Malheureusement, ces modules ont été supprimés des nouveaux
programmes, et les principaux lieux de formation à l’interculturel demeurent bien les
cours de langues étrangères en tant que « disciplines scolaires qui incarnent, par
leur nature même, la présence de l’étranger » (Abdallah-Pretceille & Porcher, 1996 :
105). C’est pourquoi la décision de rendre visibles les compétences interculturelles
développées en cours de langues s’est imposée, visibilité qui implique d’avoir des
résultats affichés au même titre que les résultats en langues, en réseaux, en
physique. Depuis un an, un modèle de grilles d’évaluation, dites « critériées » est
exigé au sein de notre institution, dans lesquelles les notes sont remplacées par 3
niveaux : « + » (« acquis avec robustesse »), « = » (acquis) et enfin « - » (non
acquis) et dans lesquelles l’acquisition des objectifs fixés est vérifiée à l’aide de 2 ou
3 critères.
Elaborer des grilles d’évaluation en interculturel présuppose donc de suivre ce
modèle initialement conçu dans le domaine informatique afin d’évaluer l’acquisition
de compétences en programmation, par exemple, où les compétences s’inscrivent
dans des savoir-faire distincts les uns des autres et progressifs selon une gradation
du plus simple au plus complexe. Dans le cadre de notre problématique, il s’agit bien
de comprendre si les compétences interculturelles, développées en cours de langues
étrangères, plus proches parfois d’un savoir-être que d’un savoir-faire, peuvent
entrer dans une telle modalité évaluative.
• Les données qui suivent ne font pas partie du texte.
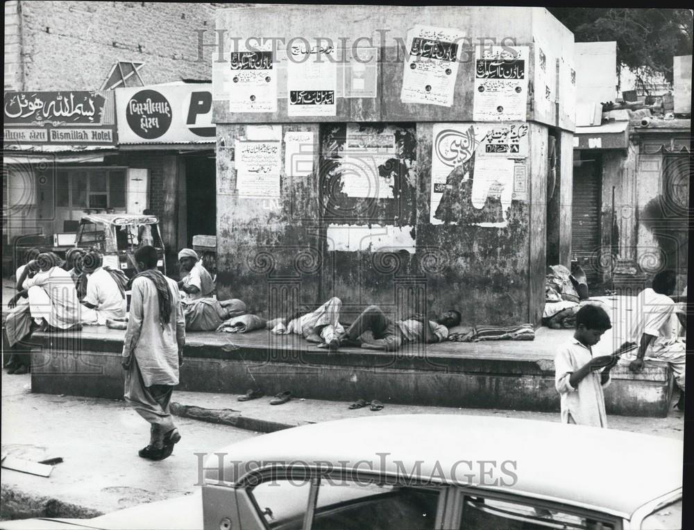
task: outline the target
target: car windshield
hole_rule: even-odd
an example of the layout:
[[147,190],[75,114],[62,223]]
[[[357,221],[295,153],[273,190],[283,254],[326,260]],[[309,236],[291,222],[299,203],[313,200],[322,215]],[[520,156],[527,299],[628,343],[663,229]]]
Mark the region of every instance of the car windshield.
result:
[[682,527],[682,499],[666,504],[648,515],[641,523],[642,530],[669,530]]
[[80,225],[77,244],[78,246],[94,247],[103,252],[105,250],[106,237],[106,227],[103,225],[83,223]]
Comment, en effet, faire entrer dans une
grille harmonisée selon les niveaux de langues ces compétences qui, au fil des ans
ont pu être victimes du succès de l’interculturalité, mais n’en restent pas moins des
compétences qui « visent à libérer les gens des modes de raisonnement et
d’expression propres à leur culture afin qu’ils puissent entrer en rapport avec d’autres
et écouter leurs idées... » (UNESCO, 2013 : 5) ? Comment, en effet, mesurer un
degré de libération ? Comment le rapport aux autres peut-il être jugé acquis ?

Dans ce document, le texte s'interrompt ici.